Desde os jogos de 1992, em Barcelona, distribuir camisinhas se tornou uma tradição para prevenir a transmissão de DSTs, principalmente do HIV. Essa atitude foi tomada por causa de vários relatórios sobre o comportamento sexual dos atletas nas vilas olímpicas – viu? Não são casos isolados.

Este ano, o time da Austrália preferiu vir para o Brasil com seu próprio estoque de camisinhas e gel antiviral.

Uma possível explicação pra esse fogo todo é a quantidade de energia que um atleta profissional tem estocada nas células. O consumo médio de calorias na vila olímpica, pra você ter noção, é de 9.000 por atleta – alguns, inclusive, chegam a 15 mil calorias por dia.

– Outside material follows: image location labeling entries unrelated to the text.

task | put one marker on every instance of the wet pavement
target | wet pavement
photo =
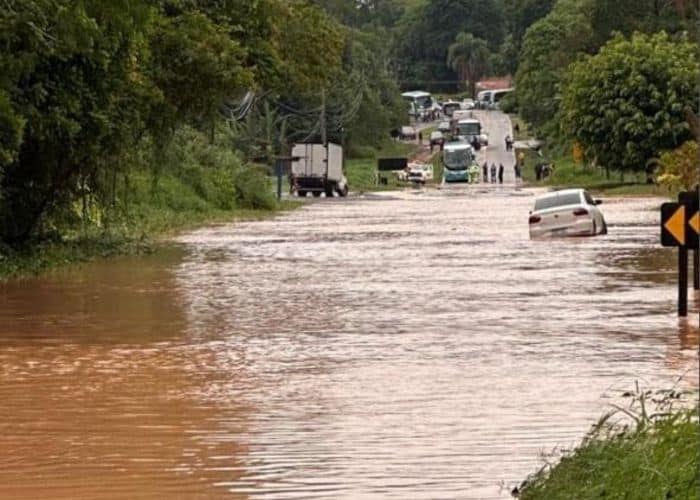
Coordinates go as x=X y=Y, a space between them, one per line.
x=397 y=345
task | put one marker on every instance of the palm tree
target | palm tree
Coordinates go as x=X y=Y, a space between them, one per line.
x=469 y=57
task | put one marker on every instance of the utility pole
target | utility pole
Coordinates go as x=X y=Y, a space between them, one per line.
x=323 y=117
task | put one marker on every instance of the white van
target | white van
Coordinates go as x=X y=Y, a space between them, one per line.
x=489 y=99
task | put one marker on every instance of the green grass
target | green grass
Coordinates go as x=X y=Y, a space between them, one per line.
x=653 y=457
x=146 y=219
x=567 y=173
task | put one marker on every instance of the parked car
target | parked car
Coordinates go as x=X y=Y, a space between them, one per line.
x=568 y=212
x=407 y=133
x=450 y=107
x=420 y=172
x=444 y=127
x=468 y=104
x=436 y=138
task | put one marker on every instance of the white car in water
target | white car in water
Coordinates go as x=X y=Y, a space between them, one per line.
x=569 y=212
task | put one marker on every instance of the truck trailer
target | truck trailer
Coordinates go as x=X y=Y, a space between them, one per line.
x=318 y=169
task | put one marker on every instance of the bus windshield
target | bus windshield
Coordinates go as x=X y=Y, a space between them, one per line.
x=419 y=99
x=456 y=159
x=469 y=128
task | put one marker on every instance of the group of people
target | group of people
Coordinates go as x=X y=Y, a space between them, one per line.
x=497 y=172
x=494 y=172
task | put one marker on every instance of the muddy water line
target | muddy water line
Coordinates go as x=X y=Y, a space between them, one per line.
x=415 y=345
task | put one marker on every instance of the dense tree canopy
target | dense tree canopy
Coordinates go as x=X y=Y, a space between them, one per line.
x=626 y=104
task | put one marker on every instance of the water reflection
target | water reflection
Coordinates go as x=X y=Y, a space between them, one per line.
x=401 y=346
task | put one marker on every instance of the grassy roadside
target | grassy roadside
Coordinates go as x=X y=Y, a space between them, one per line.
x=568 y=173
x=149 y=220
x=652 y=456
x=361 y=172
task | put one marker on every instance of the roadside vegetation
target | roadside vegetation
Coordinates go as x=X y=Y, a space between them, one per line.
x=124 y=120
x=613 y=86
x=647 y=450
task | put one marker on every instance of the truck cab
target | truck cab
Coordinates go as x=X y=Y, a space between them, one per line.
x=318 y=169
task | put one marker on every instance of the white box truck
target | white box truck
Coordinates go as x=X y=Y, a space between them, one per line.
x=318 y=169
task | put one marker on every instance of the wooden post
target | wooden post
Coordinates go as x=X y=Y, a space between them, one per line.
x=682 y=281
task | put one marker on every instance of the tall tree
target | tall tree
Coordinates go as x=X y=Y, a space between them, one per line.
x=469 y=56
x=426 y=32
x=626 y=104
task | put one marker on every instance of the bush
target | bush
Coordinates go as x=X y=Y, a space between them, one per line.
x=252 y=189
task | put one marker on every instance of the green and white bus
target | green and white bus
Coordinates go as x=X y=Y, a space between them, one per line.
x=457 y=157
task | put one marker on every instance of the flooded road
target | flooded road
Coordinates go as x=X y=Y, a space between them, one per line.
x=409 y=345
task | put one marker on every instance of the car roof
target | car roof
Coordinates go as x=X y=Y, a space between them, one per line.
x=457 y=146
x=560 y=192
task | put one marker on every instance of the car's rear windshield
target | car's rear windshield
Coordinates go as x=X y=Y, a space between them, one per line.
x=558 y=201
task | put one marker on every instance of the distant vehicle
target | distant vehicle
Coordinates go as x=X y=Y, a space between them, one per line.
x=420 y=172
x=468 y=104
x=469 y=129
x=418 y=102
x=460 y=114
x=489 y=99
x=444 y=127
x=436 y=138
x=407 y=133
x=450 y=107
x=457 y=157
x=483 y=98
x=319 y=169
x=569 y=212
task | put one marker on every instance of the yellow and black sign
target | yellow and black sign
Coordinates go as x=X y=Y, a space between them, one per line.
x=680 y=222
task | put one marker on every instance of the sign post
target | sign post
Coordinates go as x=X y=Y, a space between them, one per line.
x=680 y=225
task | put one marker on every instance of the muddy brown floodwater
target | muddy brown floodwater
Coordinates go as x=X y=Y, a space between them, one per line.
x=411 y=345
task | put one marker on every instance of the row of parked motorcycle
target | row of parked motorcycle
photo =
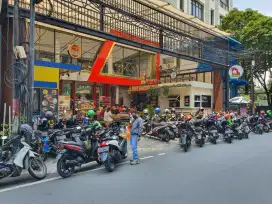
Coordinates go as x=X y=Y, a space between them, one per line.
x=76 y=145
x=72 y=146
x=169 y=125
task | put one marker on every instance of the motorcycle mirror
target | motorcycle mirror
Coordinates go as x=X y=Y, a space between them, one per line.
x=4 y=137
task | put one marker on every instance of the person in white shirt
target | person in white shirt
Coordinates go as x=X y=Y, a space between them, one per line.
x=108 y=116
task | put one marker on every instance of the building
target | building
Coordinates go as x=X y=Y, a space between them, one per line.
x=209 y=11
x=90 y=54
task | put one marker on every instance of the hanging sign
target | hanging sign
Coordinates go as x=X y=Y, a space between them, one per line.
x=74 y=51
x=236 y=71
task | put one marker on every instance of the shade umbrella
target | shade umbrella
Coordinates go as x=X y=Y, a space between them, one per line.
x=240 y=100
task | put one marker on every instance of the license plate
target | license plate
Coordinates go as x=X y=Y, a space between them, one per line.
x=103 y=149
x=58 y=156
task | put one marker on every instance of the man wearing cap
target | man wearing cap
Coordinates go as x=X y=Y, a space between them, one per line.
x=136 y=128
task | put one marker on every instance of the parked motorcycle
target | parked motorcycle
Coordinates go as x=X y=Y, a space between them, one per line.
x=185 y=139
x=112 y=149
x=162 y=131
x=75 y=153
x=16 y=156
x=198 y=131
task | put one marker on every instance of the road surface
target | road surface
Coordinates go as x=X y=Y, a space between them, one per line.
x=238 y=173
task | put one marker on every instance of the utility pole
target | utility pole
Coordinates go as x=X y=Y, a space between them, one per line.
x=31 y=60
x=252 y=87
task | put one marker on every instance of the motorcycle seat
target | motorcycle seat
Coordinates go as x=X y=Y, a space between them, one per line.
x=213 y=131
x=198 y=129
x=158 y=124
x=78 y=143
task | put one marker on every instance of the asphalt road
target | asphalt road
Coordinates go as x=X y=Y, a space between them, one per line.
x=238 y=173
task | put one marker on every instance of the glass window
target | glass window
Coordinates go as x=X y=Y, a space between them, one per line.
x=67 y=89
x=181 y=5
x=221 y=18
x=197 y=9
x=212 y=17
x=84 y=91
x=206 y=101
x=63 y=41
x=224 y=4
x=133 y=63
x=208 y=77
x=44 y=44
x=89 y=52
x=200 y=77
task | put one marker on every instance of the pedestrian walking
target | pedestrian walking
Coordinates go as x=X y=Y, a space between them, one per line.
x=136 y=128
x=108 y=116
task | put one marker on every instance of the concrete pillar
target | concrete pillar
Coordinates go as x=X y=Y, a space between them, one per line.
x=218 y=90
x=110 y=65
x=117 y=95
x=57 y=48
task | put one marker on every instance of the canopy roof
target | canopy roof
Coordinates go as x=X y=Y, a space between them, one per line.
x=147 y=24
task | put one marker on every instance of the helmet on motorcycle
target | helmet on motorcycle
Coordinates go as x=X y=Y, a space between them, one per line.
x=227 y=116
x=49 y=115
x=90 y=113
x=26 y=131
x=146 y=111
x=163 y=116
x=157 y=110
x=166 y=111
x=188 y=117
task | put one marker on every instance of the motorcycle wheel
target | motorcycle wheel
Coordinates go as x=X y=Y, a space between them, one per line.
x=266 y=129
x=167 y=137
x=34 y=164
x=98 y=161
x=214 y=141
x=229 y=140
x=63 y=170
x=44 y=156
x=246 y=135
x=110 y=163
x=185 y=148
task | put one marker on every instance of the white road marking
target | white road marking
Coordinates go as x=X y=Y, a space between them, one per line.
x=59 y=177
x=146 y=157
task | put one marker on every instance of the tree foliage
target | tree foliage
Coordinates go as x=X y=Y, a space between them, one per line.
x=254 y=31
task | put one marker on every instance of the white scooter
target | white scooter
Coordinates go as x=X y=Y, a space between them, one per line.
x=12 y=161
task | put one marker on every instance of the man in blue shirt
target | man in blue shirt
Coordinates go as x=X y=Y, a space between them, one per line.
x=135 y=133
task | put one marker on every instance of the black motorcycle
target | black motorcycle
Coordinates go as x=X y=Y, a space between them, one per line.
x=112 y=149
x=185 y=139
x=146 y=127
x=76 y=153
x=162 y=131
x=199 y=133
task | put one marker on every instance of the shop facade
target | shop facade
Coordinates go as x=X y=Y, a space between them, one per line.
x=98 y=54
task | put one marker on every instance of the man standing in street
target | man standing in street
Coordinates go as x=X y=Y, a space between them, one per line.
x=135 y=133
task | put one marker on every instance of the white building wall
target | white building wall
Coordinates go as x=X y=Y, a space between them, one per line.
x=208 y=5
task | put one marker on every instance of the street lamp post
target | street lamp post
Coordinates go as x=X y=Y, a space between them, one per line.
x=252 y=87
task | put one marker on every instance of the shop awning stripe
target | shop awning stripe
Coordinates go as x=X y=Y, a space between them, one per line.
x=70 y=67
x=45 y=84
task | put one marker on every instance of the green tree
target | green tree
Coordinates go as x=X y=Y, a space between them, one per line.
x=254 y=31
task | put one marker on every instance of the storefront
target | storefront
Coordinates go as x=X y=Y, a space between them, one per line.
x=115 y=47
x=188 y=98
x=88 y=72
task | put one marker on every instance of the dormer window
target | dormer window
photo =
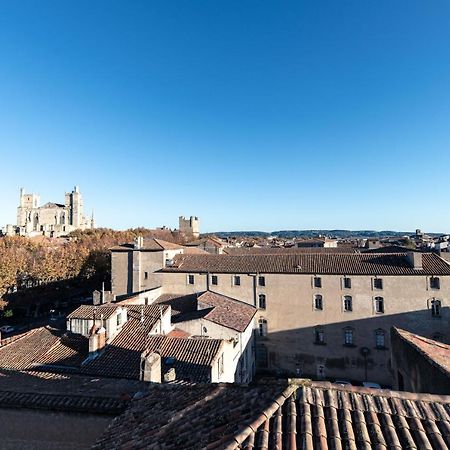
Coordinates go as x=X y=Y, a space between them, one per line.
x=347 y=283
x=436 y=308
x=378 y=283
x=435 y=283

Como eles gastam muita, muita energia, seus corpos são praticamente usinas. Junte isso ao confinamento na vila olímpica, aos corpos esculturais, à liberação de feromônios e pronto: o resultado é praticamente uma explosão de tesão.

Hope Solo, goleira do futebol feminino americano, explica que o tesão todo também tem outra origem: “Atletas são extremistas. Quando treinam, têm um foco de raio laser. Quando saem para uma cerveja, são 20 cervejas…”.

Com o sexo, pelo jeito, não é diferente.